The extraordinary ability of quantum computers to do enormous numbers of calculations simultaneously poses a puzzle. Though practical quantum computers are currently at a primitive stage, manipulating only a handful of qubits, it is nevertheless possible to imagine a quantum computer that can do billions, trillions, or quadrillions of calculations simultaneously. In fact, it is quite possible that in 30 or 40 years we will be able to build a quantum computer that can do more calculations simultaneously than there are particles in the Universe. This hypothetical situation poses a sticky question: Where exactly will such a computer be doing its calculations? After all, if such a computer can do more calculations simultaneously than there are particles in the Universe, it stands to reason that the Universe has insufficient computing resources to carry them out.

One extraordinary possibility, which provides a way out of the conundrum, is that a quantum computer does its calculations in
parallel realities or universes. The idea goes back to a Princeton graduate student named Hugh Everett III, who, in 1957, wondered why quantum theory is such a brilliant description of the microscopic world of atoms but we never actually see superpositions.
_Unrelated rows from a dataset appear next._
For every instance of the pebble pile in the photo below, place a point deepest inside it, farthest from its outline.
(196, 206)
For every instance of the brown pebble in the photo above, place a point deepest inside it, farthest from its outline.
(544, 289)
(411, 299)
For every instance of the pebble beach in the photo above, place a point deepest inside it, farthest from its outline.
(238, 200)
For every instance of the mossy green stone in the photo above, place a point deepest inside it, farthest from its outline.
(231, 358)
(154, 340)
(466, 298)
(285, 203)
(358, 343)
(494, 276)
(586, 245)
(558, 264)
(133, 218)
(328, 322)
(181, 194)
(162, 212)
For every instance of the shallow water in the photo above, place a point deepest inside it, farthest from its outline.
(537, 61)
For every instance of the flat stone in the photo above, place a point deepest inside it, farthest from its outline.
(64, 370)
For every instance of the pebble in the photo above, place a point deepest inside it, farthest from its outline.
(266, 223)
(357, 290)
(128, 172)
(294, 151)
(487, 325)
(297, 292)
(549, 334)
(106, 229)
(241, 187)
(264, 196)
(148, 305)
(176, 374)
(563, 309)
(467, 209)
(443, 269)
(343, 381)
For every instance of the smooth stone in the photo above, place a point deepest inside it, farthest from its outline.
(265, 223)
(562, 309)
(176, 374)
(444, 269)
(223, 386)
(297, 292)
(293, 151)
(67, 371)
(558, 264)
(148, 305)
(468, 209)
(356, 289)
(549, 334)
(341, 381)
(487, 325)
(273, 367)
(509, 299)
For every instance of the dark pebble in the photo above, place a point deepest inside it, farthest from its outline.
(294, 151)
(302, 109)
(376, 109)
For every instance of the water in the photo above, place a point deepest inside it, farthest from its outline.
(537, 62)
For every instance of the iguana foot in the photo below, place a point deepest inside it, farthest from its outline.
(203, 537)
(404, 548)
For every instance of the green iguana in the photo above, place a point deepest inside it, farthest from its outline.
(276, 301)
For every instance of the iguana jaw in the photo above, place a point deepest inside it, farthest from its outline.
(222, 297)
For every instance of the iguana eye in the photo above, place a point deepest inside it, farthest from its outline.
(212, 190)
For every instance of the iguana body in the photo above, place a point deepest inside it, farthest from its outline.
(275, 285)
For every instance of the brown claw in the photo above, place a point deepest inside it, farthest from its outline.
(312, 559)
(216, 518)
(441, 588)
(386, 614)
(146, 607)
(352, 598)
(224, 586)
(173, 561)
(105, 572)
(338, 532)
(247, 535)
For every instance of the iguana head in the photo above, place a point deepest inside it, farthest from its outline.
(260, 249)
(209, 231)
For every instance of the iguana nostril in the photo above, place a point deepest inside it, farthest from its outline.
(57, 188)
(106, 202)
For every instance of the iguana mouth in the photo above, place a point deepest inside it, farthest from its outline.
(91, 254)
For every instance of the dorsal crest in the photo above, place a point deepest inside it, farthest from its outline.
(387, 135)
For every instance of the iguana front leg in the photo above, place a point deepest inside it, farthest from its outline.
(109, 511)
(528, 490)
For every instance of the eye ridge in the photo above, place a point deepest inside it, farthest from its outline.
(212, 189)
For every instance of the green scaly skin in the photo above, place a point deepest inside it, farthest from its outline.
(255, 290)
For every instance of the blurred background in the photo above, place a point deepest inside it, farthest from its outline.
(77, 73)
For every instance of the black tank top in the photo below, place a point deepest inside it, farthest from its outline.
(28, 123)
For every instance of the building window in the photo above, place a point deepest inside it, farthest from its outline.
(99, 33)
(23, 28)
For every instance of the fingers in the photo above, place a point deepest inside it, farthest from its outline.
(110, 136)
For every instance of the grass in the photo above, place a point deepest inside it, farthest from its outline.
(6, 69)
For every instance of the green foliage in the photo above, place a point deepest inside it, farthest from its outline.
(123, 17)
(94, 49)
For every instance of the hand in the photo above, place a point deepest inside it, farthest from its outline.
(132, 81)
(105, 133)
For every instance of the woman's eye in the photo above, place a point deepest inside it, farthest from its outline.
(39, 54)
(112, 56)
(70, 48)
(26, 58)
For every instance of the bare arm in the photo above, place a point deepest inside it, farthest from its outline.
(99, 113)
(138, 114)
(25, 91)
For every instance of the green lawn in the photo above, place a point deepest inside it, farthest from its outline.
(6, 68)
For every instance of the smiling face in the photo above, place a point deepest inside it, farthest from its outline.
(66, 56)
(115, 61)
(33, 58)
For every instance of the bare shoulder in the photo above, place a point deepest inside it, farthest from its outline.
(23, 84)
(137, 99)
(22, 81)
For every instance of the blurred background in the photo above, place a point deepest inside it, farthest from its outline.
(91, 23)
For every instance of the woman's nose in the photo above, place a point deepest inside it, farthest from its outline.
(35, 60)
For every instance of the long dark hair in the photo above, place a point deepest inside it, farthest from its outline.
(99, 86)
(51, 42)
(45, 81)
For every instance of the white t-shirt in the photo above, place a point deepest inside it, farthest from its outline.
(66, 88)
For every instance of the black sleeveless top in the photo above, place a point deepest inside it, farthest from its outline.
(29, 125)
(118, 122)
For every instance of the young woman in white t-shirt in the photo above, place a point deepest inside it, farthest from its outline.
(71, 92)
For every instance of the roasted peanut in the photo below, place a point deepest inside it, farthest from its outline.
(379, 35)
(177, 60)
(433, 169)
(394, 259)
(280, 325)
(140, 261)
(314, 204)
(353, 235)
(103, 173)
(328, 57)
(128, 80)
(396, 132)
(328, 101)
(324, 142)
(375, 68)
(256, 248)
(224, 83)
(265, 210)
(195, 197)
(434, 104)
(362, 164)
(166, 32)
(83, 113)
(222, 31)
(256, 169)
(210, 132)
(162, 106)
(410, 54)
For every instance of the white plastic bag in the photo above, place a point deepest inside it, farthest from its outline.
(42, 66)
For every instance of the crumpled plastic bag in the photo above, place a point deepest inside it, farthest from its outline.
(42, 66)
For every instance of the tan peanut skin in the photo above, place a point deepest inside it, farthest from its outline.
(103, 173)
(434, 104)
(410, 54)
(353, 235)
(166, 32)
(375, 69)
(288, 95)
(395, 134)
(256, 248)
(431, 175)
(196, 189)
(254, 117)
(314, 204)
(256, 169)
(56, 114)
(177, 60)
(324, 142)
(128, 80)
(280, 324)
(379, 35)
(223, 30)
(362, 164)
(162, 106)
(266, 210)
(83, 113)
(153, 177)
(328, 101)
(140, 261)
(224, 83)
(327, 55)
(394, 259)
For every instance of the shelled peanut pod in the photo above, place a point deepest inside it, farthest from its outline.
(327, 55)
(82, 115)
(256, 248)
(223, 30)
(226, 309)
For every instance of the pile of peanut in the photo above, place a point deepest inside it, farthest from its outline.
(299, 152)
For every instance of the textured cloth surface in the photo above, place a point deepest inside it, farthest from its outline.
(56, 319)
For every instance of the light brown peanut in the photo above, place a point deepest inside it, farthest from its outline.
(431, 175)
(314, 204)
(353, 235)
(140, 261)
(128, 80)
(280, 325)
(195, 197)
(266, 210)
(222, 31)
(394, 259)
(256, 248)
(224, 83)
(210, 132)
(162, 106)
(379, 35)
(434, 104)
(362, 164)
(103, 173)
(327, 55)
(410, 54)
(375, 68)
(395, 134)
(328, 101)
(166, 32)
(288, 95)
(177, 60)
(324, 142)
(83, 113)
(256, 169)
Everett’s extraordinary answer was that each state of the superposition exists in a totally separate reality. In other words, there exists a multiplicity of realities—a
multiverse
—where all possible quantum events occur.

Although Everett proposed his “Many Worlds” idea long before the advent of quantum computers, it can shed some helpful light on them. According to the Many Worlds idea, when a quantum computer is given a problem, it splits into multiple versions of itself, each living in a separate reality. This is why the boy’s quantum personal computer at the start of this chapter split into so many copies. Each version of the computer works on a strand of the problem, and the strands are brought together by interference. In Everett’s picture, therefore, interference has a very special significance. It is the all-important
bridge
between separate universes, the means by which they interact and influence each other.

Everett had no idea
where
all the parallel universes were located. And, frankly, nor do the modern-day proponents of the Many Worlds idea. As Douglas Adams wryly observed in
The Hitchhiker’s Guide to
the Galaxy:
“There are two things you should remember when dealing with parallel universes. One, they’re not really parallel, and two, they’re not really universes!”
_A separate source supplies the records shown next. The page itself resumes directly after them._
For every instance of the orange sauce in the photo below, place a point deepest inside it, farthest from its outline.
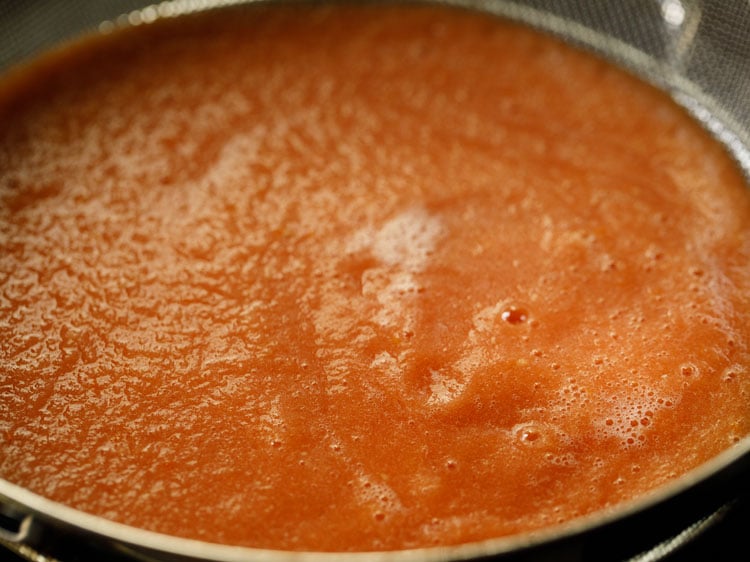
(360, 279)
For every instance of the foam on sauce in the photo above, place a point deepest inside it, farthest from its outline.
(360, 278)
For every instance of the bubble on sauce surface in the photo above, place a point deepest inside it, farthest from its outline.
(630, 414)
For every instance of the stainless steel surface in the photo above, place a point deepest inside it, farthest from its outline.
(697, 50)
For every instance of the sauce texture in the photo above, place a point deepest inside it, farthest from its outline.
(360, 278)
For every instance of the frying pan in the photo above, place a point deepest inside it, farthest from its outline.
(697, 51)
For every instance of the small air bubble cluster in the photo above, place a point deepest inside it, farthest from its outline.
(632, 414)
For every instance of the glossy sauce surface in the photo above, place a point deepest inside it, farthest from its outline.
(360, 279)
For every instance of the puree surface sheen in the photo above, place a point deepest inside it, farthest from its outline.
(360, 278)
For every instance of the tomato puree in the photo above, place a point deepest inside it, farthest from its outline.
(360, 278)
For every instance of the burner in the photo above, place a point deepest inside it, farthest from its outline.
(720, 536)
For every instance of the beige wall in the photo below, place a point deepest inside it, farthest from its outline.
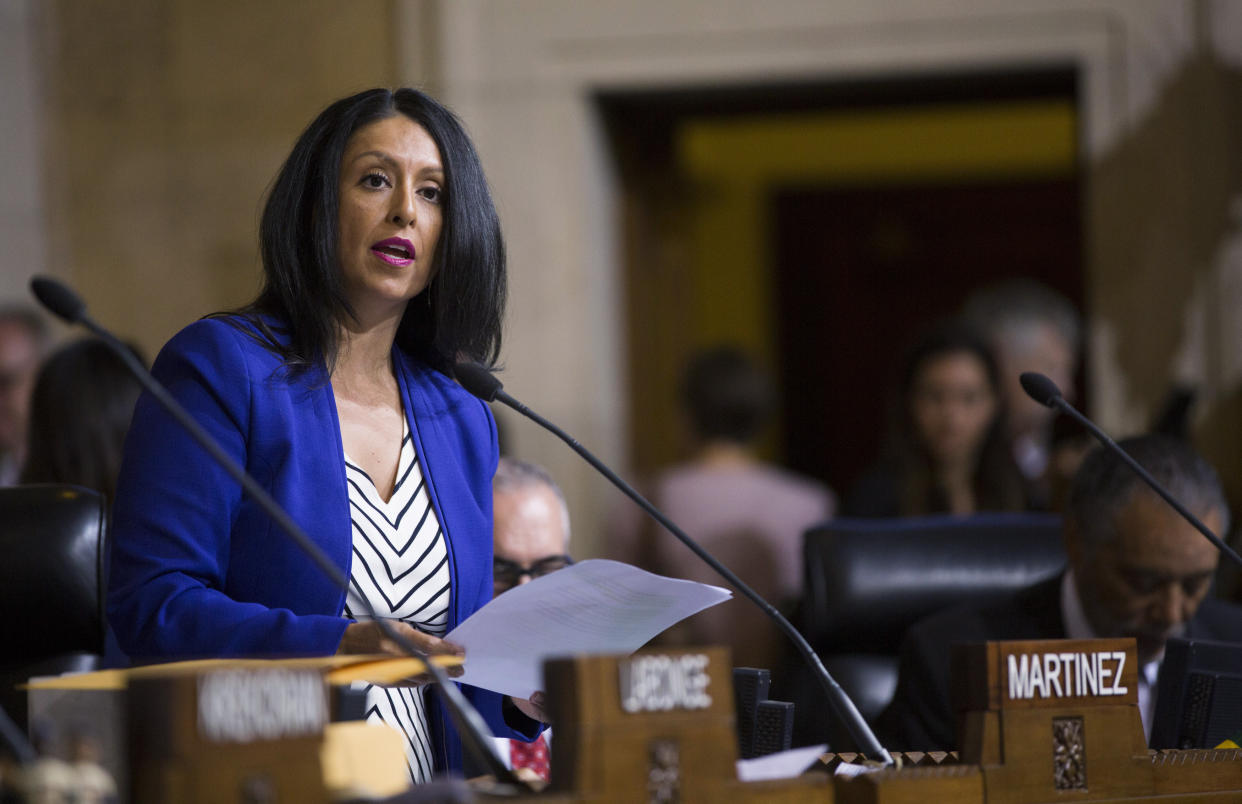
(152, 127)
(165, 122)
(522, 73)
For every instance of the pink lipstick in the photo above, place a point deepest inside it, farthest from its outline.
(396, 251)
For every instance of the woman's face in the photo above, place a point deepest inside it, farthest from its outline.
(953, 405)
(391, 187)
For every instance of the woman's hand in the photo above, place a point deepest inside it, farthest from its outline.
(533, 707)
(367, 638)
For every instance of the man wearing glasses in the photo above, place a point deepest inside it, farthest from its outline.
(530, 538)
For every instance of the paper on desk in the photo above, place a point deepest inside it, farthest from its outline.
(785, 764)
(594, 607)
Despite such puzzles, half a century after Everett proposed the Many Worlds idea, it is undergoing an upsurge in popularity. An increasing number of physicists, most notably David Deutsch of the University of Oxford, are taking it seriously. “The quantum theory of parallel universes is not some troublesome, optional interpretation emerging from arcane theoretical considerations,” says Deutsch in his book,
The Fabric of Reality
. “It is the explanation—the only one that is tenable—of a remarkable and counterintuitive reality.”

If you go along with Deutsch—and the Many Worlds idea predicts exactly the same outcome for every conceivable experiment as
more conventional interpretations of quantum theory—then quantum computers are something radically new under the Sun. They are the very first machines humans have ever built that exploit the resources of multiple realities. Even if you do not believe the Many Worlds idea, it still provides a simple and intuitive way of imagining what is going on in the mysterious quantum world. For instance, in the double slit experiment, it is not necessary to imagine a single photon going through both slits simultaneously and interfering with itself. Instead, a photon going through one slit interferes with another photon going through the other slit. What other photon, you may ask? A photon in a neighbouring universe, of course!